Team Leadership Toolkit

Team Development

Climate & Effective Problem-solving

A successful solution from a group is often far more effective than single solutions offered by individuals. The best results come from teams when team members are committed to finding the best possible solution to a problem rather than to imposing their exclusive view.

The leader participates as a team member and is subject to the same rules. Open communication is expected, and team members are encouraged to challenge ideas in order to test their usefulness to solve the problem.

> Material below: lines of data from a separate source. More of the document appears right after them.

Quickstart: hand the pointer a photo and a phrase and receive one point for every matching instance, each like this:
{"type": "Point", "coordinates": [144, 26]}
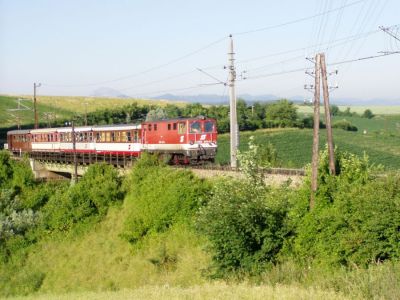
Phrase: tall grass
{"type": "Point", "coordinates": [218, 290]}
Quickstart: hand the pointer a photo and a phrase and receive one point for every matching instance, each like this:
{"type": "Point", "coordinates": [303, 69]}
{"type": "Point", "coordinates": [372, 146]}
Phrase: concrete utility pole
{"type": "Point", "coordinates": [35, 85]}
{"type": "Point", "coordinates": [75, 175]}
{"type": "Point", "coordinates": [85, 103]}
{"type": "Point", "coordinates": [315, 154]}
{"type": "Point", "coordinates": [234, 130]}
{"type": "Point", "coordinates": [325, 89]}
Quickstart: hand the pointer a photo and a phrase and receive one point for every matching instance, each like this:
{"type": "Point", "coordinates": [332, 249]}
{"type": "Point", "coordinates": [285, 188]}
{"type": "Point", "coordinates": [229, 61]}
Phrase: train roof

- The following conditions support good team problem-solving.
- Tick those conditions now existing in your team and place an x by those 
  you want to add in the future.
  • Team members readily contribute from their experience and listen to the contributions of others
 
  • Conflicts arising from different points of view are considered helpful and are resolved constructively by the team.
 
  • Team members challenge suggestions they believe are unsupported by facts or logic, but avoid arguing just to have their way.
 
  • Poor solutions are not supported just for the sake of harmony or agreement.
 
  • Differences of opinion are discussed and resolved. Coin tossing, averaging, majority vote and similar cop-outs are avoided when making a decision.  
 
  • Every team member strives to make the problem solving process efficient and is careful to facilitate rather than hinder discussion.
 
  • Team members encourage and support co-workers who may be reluctant to offer ideas.
 
  • Team members understand the value of time and work in eliminating extraneous and/or repetitious discussion.
 
  • Team decisions are not arbitrarily overruled by the leader simply because he or she does not agree with them.
 
  • The team understands the leader will make the best decision he or she can, if a  satisfactory team solution is not forthcoming.